The Cobb hotspot has created an underwater mountain range that extends 1800 km to the northwest and ends at the Aleutian Trench. The oldest mount in the chain is the Marchland Seamount, at 30 to 43 Ma (million years old). The old, northwestern end of the chain collides with a subduction zone; therefore, the true age of the hotspot is difficult to determine as the oceanic crust is being consumed. Axial Seamount is the hotspot's most recent eruptive center, which last erupted in 2015, 2011, and 1998. The central ridge of the hotspot is thicker than the surrounding crust by a few kilometers and may be accumulated buildup from the magma released at the hotspot, which is essentially a submarine volcano with a root 20 to 40 km in diameter, reaching a depth of 11 km beneath the volcano. The magma flows at a rate of 0.3 to 0.8 m3/s. The caldera is 1,450 m below sea level.

== Geochemistry ==
Hotspots are formed when magma from the lower mantle upwells to the crust and breaks through the surface, whether that be oceanic crust or continental. This movement of magma breaks through the upper mantle, or the lithosphere, and creates a volcanic spot. This does not mean that all volcanoes are hotspots; some are created through interactions at plate boundaries. Tectonic plates move over hotspots creating a chain of volcanically-formed mountains over time. This is supported by the theory of plate tectonics. The peaks and mountains left behind are no longer active volcanoes. Hotspots do not necessarily occur on a plate boundary, though the Cobb Hotspot does.

=== Comparisons with mid-ocean ridge basalts ===
The magmas from the spreading ridge and the hotspot have differences. For one, they contain dissimilar concentrations of compounds like Na_{2}O, CaO, and Sr at a given mafic level. This difference highlights that the magmas were formed at different depths in the mantle. It is theorized that the hotspot magma was melted deeper than that of the ridge. For these two masses of magma to exist, the magma at the Cobb Hotspot must be particularly hot. It is undetermined whether the hotspot was created from mantle-core boundary convection, as the end of the chain is subducting under another. The initial plume of magma would leave behind geologic evidence at the surface, but due to the consumption of the older end of the chain, this evidence is not visible.
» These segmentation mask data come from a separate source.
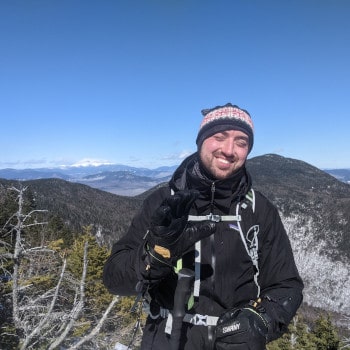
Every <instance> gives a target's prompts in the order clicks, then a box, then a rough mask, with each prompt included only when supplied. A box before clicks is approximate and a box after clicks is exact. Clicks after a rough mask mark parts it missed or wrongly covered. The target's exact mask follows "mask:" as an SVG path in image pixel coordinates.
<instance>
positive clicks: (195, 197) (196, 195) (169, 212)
mask: <svg viewBox="0 0 350 350" xmlns="http://www.w3.org/2000/svg"><path fill="white" fill-rule="evenodd" d="M198 196H199V192H198V191H196V190H184V191H179V192H176V193H175V194H174V195H173V196H170V197H168V198H166V199H165V200H164V201H163V203H162V205H161V206H160V207H159V208H158V209H157V210H156V211H155V213H154V214H153V216H152V218H151V227H150V229H149V232H148V235H147V238H146V240H147V243H146V250H147V251H148V253H149V254H150V255H151V257H152V258H153V260H154V259H156V260H157V259H159V260H160V261H161V262H164V263H166V264H174V263H175V262H176V261H177V259H179V258H180V257H181V256H182V255H183V254H184V253H186V252H187V251H188V250H190V248H191V247H192V246H193V244H194V243H196V242H197V241H199V240H201V239H203V238H205V237H208V236H210V235H211V234H212V233H214V230H215V224H214V223H213V222H211V221H202V222H198V223H188V222H187V219H188V214H189V212H190V208H191V206H192V204H193V203H194V201H195V200H196V199H197V198H198Z"/></svg>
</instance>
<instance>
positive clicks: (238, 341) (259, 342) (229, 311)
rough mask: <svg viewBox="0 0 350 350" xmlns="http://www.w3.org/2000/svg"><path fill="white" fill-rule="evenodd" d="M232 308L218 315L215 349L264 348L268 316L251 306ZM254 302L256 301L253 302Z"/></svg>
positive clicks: (265, 340) (249, 304)
mask: <svg viewBox="0 0 350 350" xmlns="http://www.w3.org/2000/svg"><path fill="white" fill-rule="evenodd" d="M254 303H255V302H252V303H251V304H249V305H247V306H244V307H242V308H234V309H232V310H229V311H227V312H225V313H224V314H223V315H221V316H220V318H219V320H218V323H217V326H216V329H215V337H216V339H215V349H216V350H265V349H266V348H265V345H266V336H267V333H268V324H269V322H268V317H267V315H266V314H265V313H264V310H261V309H260V310H259V308H257V307H255V306H253V305H254ZM255 304H256V303H255Z"/></svg>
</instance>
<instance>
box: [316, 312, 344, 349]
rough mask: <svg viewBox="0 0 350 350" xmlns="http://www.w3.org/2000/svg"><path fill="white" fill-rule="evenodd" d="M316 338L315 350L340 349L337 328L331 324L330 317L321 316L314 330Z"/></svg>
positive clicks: (317, 321) (327, 315) (316, 320)
mask: <svg viewBox="0 0 350 350" xmlns="http://www.w3.org/2000/svg"><path fill="white" fill-rule="evenodd" d="M312 335H313V336H314V342H315V349H317V350H337V349H339V343H340V339H339V336H338V333H337V331H336V328H335V327H334V326H333V324H332V322H331V318H330V315H329V314H327V315H326V316H324V315H320V317H319V318H318V319H317V320H316V321H315V327H314V329H313V330H312Z"/></svg>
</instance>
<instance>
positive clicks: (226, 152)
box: [199, 130, 249, 180]
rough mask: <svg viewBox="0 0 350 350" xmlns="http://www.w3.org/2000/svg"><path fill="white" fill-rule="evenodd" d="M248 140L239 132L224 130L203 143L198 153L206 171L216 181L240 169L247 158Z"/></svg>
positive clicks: (229, 130)
mask: <svg viewBox="0 0 350 350" xmlns="http://www.w3.org/2000/svg"><path fill="white" fill-rule="evenodd" d="M248 149H249V138H248V136H247V135H246V134H245V133H244V132H242V131H239V130H226V131H223V132H219V133H217V134H214V135H212V136H210V137H208V138H206V139H205V140H204V141H203V144H202V146H201V148H200V151H199V156H200V158H201V161H202V163H203V165H204V166H205V168H206V169H207V171H208V172H209V173H210V174H211V175H212V176H213V177H214V178H215V179H218V180H222V179H226V178H227V177H229V176H231V175H232V174H233V173H234V172H235V171H236V170H238V169H239V168H241V167H242V166H243V165H244V163H245V161H246V159H247V156H248Z"/></svg>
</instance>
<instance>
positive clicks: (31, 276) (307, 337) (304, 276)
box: [0, 155, 350, 350]
mask: <svg viewBox="0 0 350 350" xmlns="http://www.w3.org/2000/svg"><path fill="white" fill-rule="evenodd" d="M247 167H248V169H249V171H250V172H251V174H252V176H253V187H254V188H255V189H256V190H260V191H261V192H263V193H264V194H265V195H266V196H267V197H268V198H269V199H270V200H271V201H272V202H274V203H275V204H276V205H277V207H278V208H279V211H280V213H281V217H282V220H283V221H284V224H285V226H286V229H287V232H288V234H289V237H290V239H291V243H292V246H293V250H294V252H295V257H296V262H297V265H298V268H299V270H300V273H301V275H302V278H303V280H304V282H305V296H304V297H305V298H304V301H305V303H304V305H303V307H302V309H301V314H299V315H298V318H297V319H295V320H294V321H293V324H292V325H291V326H290V329H291V333H290V334H289V335H286V336H285V337H284V338H283V339H281V340H280V341H278V342H277V343H274V344H271V345H270V346H269V350H276V349H284V350H288V349H295V348H298V347H290V346H291V344H292V339H293V337H294V336H295V335H296V334H298V337H299V340H300V341H301V339H303V342H304V343H305V344H306V345H305V344H304V345H303V347H300V349H301V348H303V349H328V348H329V349H338V348H339V346H340V345H339V344H340V342H339V341H340V338H341V337H345V338H343V339H344V340H345V341H346V337H349V333H348V332H347V329H348V328H349V315H350V303H349V300H350V295H349V287H348V286H349V285H350V272H349V268H348V266H349V264H350V246H349V238H350V232H349V222H350V186H349V185H348V184H346V183H343V182H340V181H338V180H336V179H335V178H334V177H332V176H330V175H328V174H326V173H325V172H323V171H321V170H319V169H317V168H315V167H312V166H311V165H309V164H307V163H304V162H301V161H298V160H293V159H288V158H283V157H279V156H276V155H266V156H262V157H256V158H252V159H250V160H249V161H248V165H247ZM163 185H164V184H162V183H160V184H159V185H157V186H163ZM154 190H155V188H153V189H151V190H149V191H148V192H146V193H143V194H142V195H139V196H136V197H126V196H118V195H115V194H111V193H108V192H105V191H101V190H97V189H94V188H91V187H89V186H86V185H81V184H77V183H71V182H67V181H65V180H59V179H41V180H31V181H23V182H19V181H9V180H1V179H0V228H1V236H0V243H1V246H0V263H1V271H2V272H1V285H0V286H1V290H0V292H1V293H0V294H1V298H0V321H1V323H2V326H1V327H2V331H3V333H2V334H3V335H2V338H1V341H0V344H1V346H0V348H4V349H6V348H8V349H11V347H10V346H13V347H12V348H16V346H19V344H22V345H23V344H24V342H25V341H27V342H28V347H27V348H28V349H29V348H35V346H34V347H30V346H32V345H30V344H41V346H42V348H50V347H49V346H52V343H51V340H50V339H51V338H57V339H60V337H63V336H65V338H64V340H62V344H65V348H69V349H70V348H71V346H72V344H75V343H79V341H81V340H82V339H85V345H84V346H83V347H82V348H84V349H94V348H98V347H99V348H102V349H104V348H106V349H107V348H108V347H106V344H107V343H110V344H112V343H113V342H114V343H115V342H116V341H123V342H124V343H126V342H128V341H129V340H130V335H131V334H132V332H131V330H132V328H133V325H134V322H135V321H136V318H135V315H132V314H130V312H129V311H130V307H131V305H132V300H130V299H129V298H119V299H112V296H111V295H109V294H108V292H107V291H106V290H105V289H104V287H103V286H102V284H101V273H102V266H103V263H104V261H105V259H106V258H107V256H108V253H109V249H110V247H111V245H112V243H113V242H114V241H115V240H116V239H118V238H119V237H120V236H121V235H122V234H124V233H125V232H126V230H127V228H128V226H129V224H130V221H131V219H132V217H133V215H134V214H135V213H136V211H137V210H138V209H139V208H140V206H141V205H142V201H143V199H144V198H145V196H146V195H147V194H148V193H149V192H151V191H154ZM20 194H21V195H22V196H23V198H22V199H23V202H19V196H20ZM19 208H21V215H19V214H18V213H19ZM15 253H16V254H17V255H16V254H15ZM84 271H85V272H84ZM84 273H85V275H84ZM15 281H17V284H14V282H15ZM87 281H88V283H86V282H87ZM83 286H85V287H84V288H83ZM13 290H16V291H17V294H14V293H13ZM56 292H57V295H56ZM40 295H41V296H43V297H39V296H40ZM55 295H56V299H54V297H55ZM14 296H16V298H17V299H16V300H15V301H16V303H17V306H18V309H17V311H16V310H14V305H15V304H14V299H13V298H14ZM44 296H45V297H44ZM54 300H55V303H56V304H55V303H53V301H54ZM79 300H80V301H79ZM77 302H79V303H78V304H77ZM50 303H53V305H55V307H53V309H52V310H51V311H50V312H51V314H50V318H48V319H47V320H46V323H47V326H48V327H49V326H50V325H52V327H51V328H44V327H43V328H42V331H43V332H44V333H45V332H48V333H47V335H40V334H41V333H40V332H37V333H35V332H34V330H35V329H37V328H38V326H39V325H40V322H42V321H43V319H42V318H40V317H37V316H35V315H39V314H42V312H40V313H39V314H38V312H37V311H35V310H39V309H41V310H46V311H44V314H45V312H47V313H49V310H50ZM27 305H31V307H30V308H28V307H27ZM58 305H61V306H60V307H58ZM78 305H80V306H79V307H80V309H79V308H78ZM108 306H110V307H111V310H112V311H109V314H108V315H109V316H108V317H107V316H106V318H105V320H104V323H103V326H101V328H99V329H97V328H96V327H97V326H98V324H99V321H100V320H101V319H103V314H104V312H105V310H107V308H108ZM77 308H78V309H77ZM4 310H6V311H4ZM73 310H79V312H77V311H74V312H73ZM34 311H35V312H34ZM13 312H15V313H13ZM33 312H34V313H33ZM13 315H17V316H16V317H17V318H16V317H15V318H14V319H13V320H12V321H11V319H12V317H14V316H13ZM56 318H60V319H61V320H62V322H63V320H65V319H67V320H68V319H72V318H73V319H74V322H73V323H72V325H71V328H69V327H68V326H67V327H68V328H69V329H70V330H69V332H67V334H66V335H62V332H61V333H60V329H57V328H55V327H54V326H53V324H51V323H50V322H49V319H56ZM28 319H31V322H30V324H29V323H28V322H27V321H26V320H28ZM67 322H68V321H67ZM63 323H64V322H63ZM335 324H336V325H337V327H338V328H337V331H336V330H335V328H334V327H335ZM67 325H69V322H68V323H67ZM39 328H40V327H39ZM45 329H46V330H45ZM48 329H50V331H49V330H48ZM96 329H97V330H96ZM326 330H328V331H329V334H328V335H327V337H328V339H332V340H328V341H329V342H333V346H336V347H327V348H325V347H324V348H323V347H318V346H317V347H316V345H315V344H317V342H320V340H317V339H323V336H324V335H325V333H326ZM93 331H95V332H97V333H95V335H94V337H93V338H90V339H88V338H85V337H88V335H89V334H91V332H93ZM50 332H51V333H50ZM55 332H56V333H55ZM15 334H17V335H15ZM5 335H6V336H5ZM97 335H98V336H97ZM138 336H140V333H138ZM322 342H323V340H322ZM136 343H137V342H136ZM45 344H46V345H45ZM49 344H51V345H49ZM334 344H336V345H334ZM7 346H8V347H7ZM320 346H321V345H320ZM25 348H26V347H23V349H25Z"/></svg>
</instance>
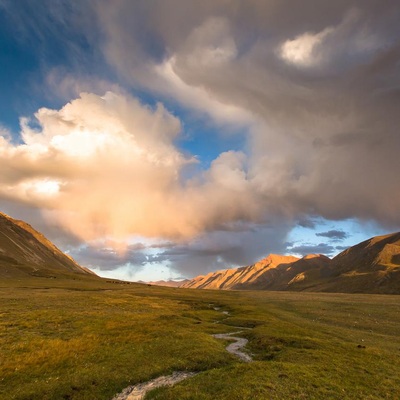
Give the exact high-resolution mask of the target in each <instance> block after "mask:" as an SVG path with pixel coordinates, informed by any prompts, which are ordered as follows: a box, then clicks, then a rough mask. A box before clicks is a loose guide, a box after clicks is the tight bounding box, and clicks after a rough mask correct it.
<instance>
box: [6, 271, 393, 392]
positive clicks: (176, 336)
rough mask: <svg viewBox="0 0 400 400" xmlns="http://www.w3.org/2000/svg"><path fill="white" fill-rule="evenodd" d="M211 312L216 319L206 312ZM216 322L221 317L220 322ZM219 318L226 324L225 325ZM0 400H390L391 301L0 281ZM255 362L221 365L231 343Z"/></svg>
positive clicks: (125, 286)
mask: <svg viewBox="0 0 400 400" xmlns="http://www.w3.org/2000/svg"><path fill="white" fill-rule="evenodd" d="M216 308H217V309H216ZM223 311H224V312H225V313H223ZM227 312H229V314H227ZM0 317H1V318H0V348H1V349H2V354H1V358H0V398H1V399H7V400H8V399H20V400H22V399H54V400H55V399H57V400H59V399H99V400H102V399H104V400H110V399H111V398H113V397H114V396H115V395H116V394H117V393H120V392H121V391H122V390H123V389H124V388H126V387H128V386H131V385H135V384H138V383H140V382H146V381H149V380H151V379H155V378H157V377H159V376H162V375H171V374H173V372H174V371H183V372H196V373H197V374H196V375H194V376H192V377H189V378H188V379H185V380H184V381H181V382H180V383H177V384H176V385H174V386H171V387H161V388H157V389H155V390H152V391H150V392H148V393H147V395H146V399H163V400H165V399H171V400H172V399H173V400H177V399H182V400H185V399H199V400H202V399H210V400H211V399H213V400H215V399H227V400H228V399H229V400H231V399H237V400H242V399H248V400H250V399H252V400H253V399H283V398H285V399H300V398H304V399H321V398H323V399H396V398H398V397H397V396H398V393H399V392H400V377H399V371H400V361H399V356H400V324H399V322H398V321H399V317H400V297H398V296H387V295H350V294H322V293H289V292H229V291H228V292H220V291H200V290H190V289H177V288H162V287H155V286H147V285H139V284H130V285H127V284H122V283H117V282H114V283H112V282H106V281H105V280H104V281H99V280H81V281H78V280H76V281H73V280H58V279H54V280H51V279H40V278H36V279H31V280H25V281H17V280H15V281H12V280H3V281H0ZM237 326H242V327H247V328H252V329H244V330H243V331H242V332H241V333H240V334H239V335H235V336H240V337H243V338H245V339H247V340H248V344H247V345H246V347H245V350H241V351H245V352H247V354H251V355H252V357H253V359H254V361H253V362H252V363H246V362H243V361H241V360H240V359H239V358H238V357H236V356H235V355H232V354H229V353H228V352H227V351H226V350H225V347H226V346H227V345H228V344H229V342H228V341H225V340H223V339H218V337H214V336H213V335H217V334H224V333H227V332H235V331H237V330H238V329H237V328H235V327H237Z"/></svg>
=== Variations along the chain ===
Trace elements were used to discover that older mounts created by the Cobb Hotspot contained more minerals like olivine and augite, both mafic minerals. Younger mounts created by the hotspot contain more minerals like calcic plagioclase, augite, and pigeonite; they contain little to no olivine. These characteristics found at the younger mounts are like those found in basalts recovered from the Juan de Fuca Ridge. It is inferred that much of the difference in basalt composition along the chain is due to the time-dependent distance between hotspot and ridge. Oceanic crust thickens with distance from the mid-ocean ridge at which it originated. Therefore, as the Pacific plate migrated, the magma from the Cobb hotspot interacted with different thicknesses of crust. A thicker ocean crust would result in more differentiated basalt, while thinner crusts, like those at the current hotspot location, create less differentiated magma.

== Interaction of the Cobb hotspot and the Juan de Fuca Ridge ==
The magma supply to the Cobb hotspot is more primitive than that of the Juan de Fuca Ridge magma. As the archaic magma flows beneath the magma chamber of the ridge, it causes further melting and rapid cooling, which allows for fractional crystallization.